Full build with tests

docker build .

The default build runs npm test during the build stage. To skip tests for faster builds, target the build stage directly:

docker build --target build .

Rebuilding after code changes

docker-compose build --no-cache
docker-compose up -d

Viewing Logs

# All services
docker-compose logs -f

# Single service
docker-compose logs -f worker

# Last 100 lines
docker-compose logs --tail=100 sprint-master

Stopping

# Stop all agents
docker-compose down

# Stop and remove volumes (deletes worktrees)
docker-compose down -v

Troubleshooting

Agent won’t start — “No config found” Mount your colony.config.yaml at /colony/colony.config.yaml or set the COLONY_CONFIG env var.
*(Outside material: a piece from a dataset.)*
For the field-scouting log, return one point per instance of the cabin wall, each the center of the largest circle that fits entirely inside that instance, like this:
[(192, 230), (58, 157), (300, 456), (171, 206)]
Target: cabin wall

Developer agent fails to create worktrees Workers clone repos automatically at startup. If worktree creation fails, check network connectivity and GitHub App auth (the clone may have failed). For native deployments, ensure the target repo is cloned and accessible at the path in workspace.repo_dir.

Health check failing Verify the health port in your config matches the port in the docker-compose.yml health check. Default ports: sprint-master 9100, worker 9200+, monitor 9106, webhook-receiver 9800.

Claude Code CLI not found The production image installs @anthropic-ai/claude-code globally. If builds fail at that step, check npm registry access from your build environment.

Permission denied on /colony/workspaces The named volume is owned by root by default. The Node.js process runs as root in the container. If you mount a host directory instead, ensure it’s writable by UID 0 (or run the container with a matching user).